The Mauritian Budget 2025-2026 will likely feature a critical reassessment of the Smart City Scheme (SCS), potentially transforming the landscape of urban development across the island nation.
When introduced in 2015, the SCS painted an ambitious vision: create modern, technology-enhanced urban environments where people could seamlessly integrate living, working, and leisure. The government's strategy to attract developers? An extraordinarily generous fiscal package that included eight-year income tax exemptions, VAT recovery, customs duty waivers, and various land-related tax reliefs. These incentives haven't come cheap – they've cost the national treasury approximately Rs 6.61 billion in foregone revenue that could have supported essential public services and infrastructure.
Prime Minister Navin Ramgoolam signaled, early this week a potential policy shift, announcing in Parliament that these tax advantages are under thorough review. His reference to the country's "constrained economic context" hints at growing fiscal pressures that make such generous incentives increasingly difficult to justify.
This reassessment comes after mounting criticism of the scheme's broader impacts. Environmental advocates have raised alarms about agricultural land conversion, while many Mauritians express concern that luxury-focused development has contributed to the island's escalating housing costs.

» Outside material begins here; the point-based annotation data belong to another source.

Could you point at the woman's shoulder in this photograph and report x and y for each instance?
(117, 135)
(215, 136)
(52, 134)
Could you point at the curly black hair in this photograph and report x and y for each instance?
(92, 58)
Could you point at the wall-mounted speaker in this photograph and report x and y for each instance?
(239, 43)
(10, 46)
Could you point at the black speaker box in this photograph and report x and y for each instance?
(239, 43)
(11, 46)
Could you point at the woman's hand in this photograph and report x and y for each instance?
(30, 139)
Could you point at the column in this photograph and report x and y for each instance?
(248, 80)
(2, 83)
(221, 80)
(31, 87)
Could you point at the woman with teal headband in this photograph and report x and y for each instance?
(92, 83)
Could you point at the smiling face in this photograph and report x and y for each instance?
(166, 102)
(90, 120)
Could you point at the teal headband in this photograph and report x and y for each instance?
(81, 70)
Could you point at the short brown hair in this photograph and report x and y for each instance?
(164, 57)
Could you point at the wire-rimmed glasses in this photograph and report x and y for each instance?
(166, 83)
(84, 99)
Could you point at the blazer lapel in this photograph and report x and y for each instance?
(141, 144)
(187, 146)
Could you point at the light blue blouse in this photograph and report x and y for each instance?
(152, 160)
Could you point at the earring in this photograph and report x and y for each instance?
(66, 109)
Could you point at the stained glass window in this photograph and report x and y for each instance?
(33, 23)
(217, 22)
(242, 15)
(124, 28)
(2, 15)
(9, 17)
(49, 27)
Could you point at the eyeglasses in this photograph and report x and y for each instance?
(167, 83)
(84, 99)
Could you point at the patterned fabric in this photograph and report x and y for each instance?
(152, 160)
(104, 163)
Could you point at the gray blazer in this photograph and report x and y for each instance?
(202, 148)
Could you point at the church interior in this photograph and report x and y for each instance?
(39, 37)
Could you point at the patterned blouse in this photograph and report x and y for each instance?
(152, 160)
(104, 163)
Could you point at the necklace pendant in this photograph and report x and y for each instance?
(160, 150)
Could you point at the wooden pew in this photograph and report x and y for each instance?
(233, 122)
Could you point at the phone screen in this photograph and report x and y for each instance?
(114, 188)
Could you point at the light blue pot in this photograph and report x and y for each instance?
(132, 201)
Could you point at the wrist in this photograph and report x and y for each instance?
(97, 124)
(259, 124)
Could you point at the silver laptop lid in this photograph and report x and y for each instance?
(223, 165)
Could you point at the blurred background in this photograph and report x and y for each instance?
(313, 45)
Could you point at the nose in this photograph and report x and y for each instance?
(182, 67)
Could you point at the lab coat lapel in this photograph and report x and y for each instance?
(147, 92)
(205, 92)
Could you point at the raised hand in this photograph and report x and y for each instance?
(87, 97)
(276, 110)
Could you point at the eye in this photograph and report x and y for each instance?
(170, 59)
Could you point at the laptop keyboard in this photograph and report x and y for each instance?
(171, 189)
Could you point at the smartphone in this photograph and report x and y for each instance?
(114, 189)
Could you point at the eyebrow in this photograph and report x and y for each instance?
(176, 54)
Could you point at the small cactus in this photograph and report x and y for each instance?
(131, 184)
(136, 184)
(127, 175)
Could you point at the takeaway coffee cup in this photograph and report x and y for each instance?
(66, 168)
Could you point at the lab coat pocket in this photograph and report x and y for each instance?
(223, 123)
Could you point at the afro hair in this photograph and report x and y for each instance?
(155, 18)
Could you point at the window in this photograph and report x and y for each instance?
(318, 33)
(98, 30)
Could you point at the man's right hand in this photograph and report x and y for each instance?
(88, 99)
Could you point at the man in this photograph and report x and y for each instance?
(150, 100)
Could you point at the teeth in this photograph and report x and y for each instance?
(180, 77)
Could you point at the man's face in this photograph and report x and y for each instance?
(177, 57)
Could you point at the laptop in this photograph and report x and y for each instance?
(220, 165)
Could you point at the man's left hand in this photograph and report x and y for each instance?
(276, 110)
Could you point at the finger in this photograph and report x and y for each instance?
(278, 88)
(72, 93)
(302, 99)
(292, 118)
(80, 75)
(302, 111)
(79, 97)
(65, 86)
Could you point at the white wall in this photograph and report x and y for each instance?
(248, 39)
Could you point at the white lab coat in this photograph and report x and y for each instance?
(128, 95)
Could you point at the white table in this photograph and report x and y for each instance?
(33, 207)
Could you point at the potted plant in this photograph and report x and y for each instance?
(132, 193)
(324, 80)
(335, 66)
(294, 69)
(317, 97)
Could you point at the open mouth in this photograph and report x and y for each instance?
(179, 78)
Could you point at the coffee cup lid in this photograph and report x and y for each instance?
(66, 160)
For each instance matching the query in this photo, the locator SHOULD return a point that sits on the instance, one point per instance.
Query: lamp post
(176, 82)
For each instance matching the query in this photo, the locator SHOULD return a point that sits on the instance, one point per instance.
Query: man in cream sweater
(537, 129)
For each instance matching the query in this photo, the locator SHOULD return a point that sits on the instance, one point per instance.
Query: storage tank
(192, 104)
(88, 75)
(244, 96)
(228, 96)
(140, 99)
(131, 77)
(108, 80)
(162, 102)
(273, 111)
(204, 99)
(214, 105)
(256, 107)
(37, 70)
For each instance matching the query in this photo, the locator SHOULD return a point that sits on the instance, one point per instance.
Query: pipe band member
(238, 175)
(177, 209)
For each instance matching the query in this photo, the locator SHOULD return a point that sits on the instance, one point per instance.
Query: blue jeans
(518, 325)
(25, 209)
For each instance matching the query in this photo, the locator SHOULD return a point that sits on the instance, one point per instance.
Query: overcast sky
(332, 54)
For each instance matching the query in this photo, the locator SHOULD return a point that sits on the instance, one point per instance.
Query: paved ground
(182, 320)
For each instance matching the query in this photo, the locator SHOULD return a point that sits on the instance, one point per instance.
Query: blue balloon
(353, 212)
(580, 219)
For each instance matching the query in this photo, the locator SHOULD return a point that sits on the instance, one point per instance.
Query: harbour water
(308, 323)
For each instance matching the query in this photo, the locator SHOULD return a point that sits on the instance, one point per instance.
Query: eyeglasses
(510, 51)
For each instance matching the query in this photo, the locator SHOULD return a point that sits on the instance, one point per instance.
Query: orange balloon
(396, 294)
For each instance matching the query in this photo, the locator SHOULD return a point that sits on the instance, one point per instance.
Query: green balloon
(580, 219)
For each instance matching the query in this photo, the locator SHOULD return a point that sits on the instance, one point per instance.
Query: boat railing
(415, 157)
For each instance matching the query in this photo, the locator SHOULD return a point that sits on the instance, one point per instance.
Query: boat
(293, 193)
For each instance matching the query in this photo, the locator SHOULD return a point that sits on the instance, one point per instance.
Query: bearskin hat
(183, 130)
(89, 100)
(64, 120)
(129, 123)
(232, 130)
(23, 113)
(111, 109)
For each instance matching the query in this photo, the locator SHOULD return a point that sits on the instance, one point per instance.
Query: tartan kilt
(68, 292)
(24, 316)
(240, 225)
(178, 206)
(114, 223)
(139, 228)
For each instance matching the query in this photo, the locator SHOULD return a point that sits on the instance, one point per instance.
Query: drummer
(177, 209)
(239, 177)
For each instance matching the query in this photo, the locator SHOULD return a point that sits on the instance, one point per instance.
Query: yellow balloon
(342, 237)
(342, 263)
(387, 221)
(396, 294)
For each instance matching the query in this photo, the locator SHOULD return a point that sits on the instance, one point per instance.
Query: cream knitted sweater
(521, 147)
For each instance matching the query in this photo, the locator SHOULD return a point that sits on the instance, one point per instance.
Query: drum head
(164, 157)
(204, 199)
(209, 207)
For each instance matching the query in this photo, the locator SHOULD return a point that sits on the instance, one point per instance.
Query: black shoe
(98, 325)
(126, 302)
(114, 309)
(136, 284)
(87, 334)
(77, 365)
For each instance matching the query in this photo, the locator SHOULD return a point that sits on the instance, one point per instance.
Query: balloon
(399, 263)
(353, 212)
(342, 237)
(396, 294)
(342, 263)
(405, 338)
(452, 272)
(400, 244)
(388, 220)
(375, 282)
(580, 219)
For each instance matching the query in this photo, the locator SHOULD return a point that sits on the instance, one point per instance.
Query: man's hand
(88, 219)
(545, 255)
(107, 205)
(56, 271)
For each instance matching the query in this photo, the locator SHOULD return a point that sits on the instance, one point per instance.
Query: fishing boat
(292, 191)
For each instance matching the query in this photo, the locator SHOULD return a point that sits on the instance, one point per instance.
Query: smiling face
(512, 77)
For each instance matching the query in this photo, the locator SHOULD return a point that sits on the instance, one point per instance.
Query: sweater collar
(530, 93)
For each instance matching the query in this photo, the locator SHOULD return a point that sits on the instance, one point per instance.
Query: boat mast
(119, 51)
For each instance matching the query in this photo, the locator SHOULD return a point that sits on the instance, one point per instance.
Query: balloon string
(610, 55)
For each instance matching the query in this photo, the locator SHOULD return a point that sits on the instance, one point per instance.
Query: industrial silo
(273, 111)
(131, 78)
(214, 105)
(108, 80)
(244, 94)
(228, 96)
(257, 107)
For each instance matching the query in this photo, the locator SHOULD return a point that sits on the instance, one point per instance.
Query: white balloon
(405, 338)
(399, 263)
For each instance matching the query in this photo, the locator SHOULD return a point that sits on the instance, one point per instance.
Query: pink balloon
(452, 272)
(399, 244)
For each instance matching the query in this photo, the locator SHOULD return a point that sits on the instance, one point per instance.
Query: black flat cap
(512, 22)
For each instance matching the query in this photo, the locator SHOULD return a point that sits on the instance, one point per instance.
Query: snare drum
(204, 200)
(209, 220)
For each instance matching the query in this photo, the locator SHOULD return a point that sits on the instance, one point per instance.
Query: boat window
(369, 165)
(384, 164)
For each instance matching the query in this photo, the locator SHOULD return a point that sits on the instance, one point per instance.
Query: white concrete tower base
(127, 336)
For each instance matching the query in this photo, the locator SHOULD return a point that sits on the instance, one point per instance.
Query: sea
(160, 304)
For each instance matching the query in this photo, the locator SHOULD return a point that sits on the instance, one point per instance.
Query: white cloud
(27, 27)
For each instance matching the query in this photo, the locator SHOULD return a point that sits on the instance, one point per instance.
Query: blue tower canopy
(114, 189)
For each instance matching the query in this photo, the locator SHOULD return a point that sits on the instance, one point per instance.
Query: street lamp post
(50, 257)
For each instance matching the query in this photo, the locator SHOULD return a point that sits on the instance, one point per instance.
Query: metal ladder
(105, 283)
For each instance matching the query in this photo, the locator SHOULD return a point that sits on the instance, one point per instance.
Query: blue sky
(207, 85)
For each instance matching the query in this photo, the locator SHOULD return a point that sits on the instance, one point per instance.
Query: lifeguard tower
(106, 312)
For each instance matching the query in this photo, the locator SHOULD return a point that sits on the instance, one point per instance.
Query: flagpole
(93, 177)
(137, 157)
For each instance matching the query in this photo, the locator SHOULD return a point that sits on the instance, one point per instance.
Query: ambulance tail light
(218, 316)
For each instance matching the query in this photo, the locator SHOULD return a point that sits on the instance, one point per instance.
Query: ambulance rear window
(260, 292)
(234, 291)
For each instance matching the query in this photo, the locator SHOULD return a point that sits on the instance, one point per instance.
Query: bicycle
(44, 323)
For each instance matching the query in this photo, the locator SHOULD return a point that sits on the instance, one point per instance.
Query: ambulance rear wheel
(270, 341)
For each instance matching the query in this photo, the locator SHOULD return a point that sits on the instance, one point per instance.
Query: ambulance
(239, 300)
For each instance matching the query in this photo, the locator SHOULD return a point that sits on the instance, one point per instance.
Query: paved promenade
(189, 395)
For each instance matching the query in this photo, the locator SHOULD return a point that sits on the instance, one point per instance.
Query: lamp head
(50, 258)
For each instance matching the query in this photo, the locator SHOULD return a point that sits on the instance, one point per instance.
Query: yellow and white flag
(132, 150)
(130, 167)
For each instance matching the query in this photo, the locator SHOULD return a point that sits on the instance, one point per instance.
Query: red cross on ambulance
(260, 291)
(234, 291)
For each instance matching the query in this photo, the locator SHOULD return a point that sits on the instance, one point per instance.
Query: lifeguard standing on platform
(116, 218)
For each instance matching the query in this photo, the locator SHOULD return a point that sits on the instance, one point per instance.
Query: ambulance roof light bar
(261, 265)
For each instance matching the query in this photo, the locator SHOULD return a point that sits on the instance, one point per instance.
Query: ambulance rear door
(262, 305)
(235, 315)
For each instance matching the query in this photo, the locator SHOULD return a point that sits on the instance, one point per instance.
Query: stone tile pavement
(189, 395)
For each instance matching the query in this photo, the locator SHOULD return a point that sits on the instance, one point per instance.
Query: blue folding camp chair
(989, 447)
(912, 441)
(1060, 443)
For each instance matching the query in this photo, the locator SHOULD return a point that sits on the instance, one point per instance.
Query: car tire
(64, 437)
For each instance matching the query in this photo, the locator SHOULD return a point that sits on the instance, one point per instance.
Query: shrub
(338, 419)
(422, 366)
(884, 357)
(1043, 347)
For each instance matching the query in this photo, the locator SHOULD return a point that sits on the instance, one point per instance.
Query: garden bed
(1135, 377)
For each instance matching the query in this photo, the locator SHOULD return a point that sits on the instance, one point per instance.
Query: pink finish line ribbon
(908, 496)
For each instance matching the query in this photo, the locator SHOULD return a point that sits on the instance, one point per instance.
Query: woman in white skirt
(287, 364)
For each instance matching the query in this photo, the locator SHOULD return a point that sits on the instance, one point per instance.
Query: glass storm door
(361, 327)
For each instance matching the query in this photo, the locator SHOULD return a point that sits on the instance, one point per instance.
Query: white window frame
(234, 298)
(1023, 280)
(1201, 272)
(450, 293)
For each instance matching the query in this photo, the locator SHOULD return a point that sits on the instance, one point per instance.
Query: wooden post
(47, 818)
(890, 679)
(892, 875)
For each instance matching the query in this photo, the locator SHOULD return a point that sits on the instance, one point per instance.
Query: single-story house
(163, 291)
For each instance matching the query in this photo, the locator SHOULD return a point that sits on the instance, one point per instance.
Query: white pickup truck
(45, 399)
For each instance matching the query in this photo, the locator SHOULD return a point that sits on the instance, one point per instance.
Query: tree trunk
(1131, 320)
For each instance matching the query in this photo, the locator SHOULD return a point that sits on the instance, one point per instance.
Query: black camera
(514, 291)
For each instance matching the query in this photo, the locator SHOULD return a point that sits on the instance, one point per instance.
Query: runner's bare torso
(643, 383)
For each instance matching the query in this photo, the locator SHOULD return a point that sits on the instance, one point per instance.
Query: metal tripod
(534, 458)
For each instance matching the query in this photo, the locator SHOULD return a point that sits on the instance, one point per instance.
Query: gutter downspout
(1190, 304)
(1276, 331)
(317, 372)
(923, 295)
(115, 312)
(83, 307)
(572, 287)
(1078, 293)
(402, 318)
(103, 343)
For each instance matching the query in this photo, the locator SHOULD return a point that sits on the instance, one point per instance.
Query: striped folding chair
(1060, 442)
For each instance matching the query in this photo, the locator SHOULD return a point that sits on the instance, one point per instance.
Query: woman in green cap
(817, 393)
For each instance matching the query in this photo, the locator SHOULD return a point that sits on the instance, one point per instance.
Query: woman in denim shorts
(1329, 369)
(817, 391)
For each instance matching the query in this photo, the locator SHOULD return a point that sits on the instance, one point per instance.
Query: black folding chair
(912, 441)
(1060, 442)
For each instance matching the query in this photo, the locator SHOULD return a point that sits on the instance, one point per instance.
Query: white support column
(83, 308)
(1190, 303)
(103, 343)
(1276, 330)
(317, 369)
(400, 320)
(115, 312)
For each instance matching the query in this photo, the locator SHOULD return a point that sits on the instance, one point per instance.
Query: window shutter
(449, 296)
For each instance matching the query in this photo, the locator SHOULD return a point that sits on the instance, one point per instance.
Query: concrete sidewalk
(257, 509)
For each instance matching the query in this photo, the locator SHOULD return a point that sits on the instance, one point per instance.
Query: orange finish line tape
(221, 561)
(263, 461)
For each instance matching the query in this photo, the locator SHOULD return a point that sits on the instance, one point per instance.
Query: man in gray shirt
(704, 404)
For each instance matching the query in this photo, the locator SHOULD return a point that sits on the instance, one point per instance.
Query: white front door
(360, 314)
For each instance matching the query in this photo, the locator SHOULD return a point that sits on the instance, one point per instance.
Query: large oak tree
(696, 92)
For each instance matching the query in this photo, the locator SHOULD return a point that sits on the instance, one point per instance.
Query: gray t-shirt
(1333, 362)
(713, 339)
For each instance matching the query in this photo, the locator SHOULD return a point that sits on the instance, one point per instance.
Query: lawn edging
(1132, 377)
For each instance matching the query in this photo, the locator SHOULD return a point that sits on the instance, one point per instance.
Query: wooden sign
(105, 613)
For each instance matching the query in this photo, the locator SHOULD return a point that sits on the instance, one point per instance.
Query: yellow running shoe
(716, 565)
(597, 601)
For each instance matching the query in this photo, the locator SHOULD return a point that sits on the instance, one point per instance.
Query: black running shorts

Implications of possible changes
Companies currently developing or planning Smart City projects may face altered financial calculations if tax incentives are reduced or eliminated. The attractiveness of future investments could diminish, potentially slowing the pace of new Smart City developments. We're likely to see a "wait-and-see" approach for new projects, with financial models needing urgent recalibration. Some marginally viable projects may become unfeasible under a less generous tax regime. In the short term, expect potential delays in project launches and a possible temporary dip in construction activity related to Smart Cities.
Looking long-term, however, a revised SCS could actually strengthen Mauritius's development trajectory. A more balanced fiscal regime might enhance the country's credibility as an investment destination while encouraging innovation in construction and development practices. The focus could shift toward projects delivering genuine "smart" infrastructure and sustainable features rather than primarily luxury residential developments.
Importantly, non-fiscal benefits like residency permits for foreign buyers acquiring properties above USD 375,000 will likely remain a strong draw, providing resilience to the market regardless of tax changes.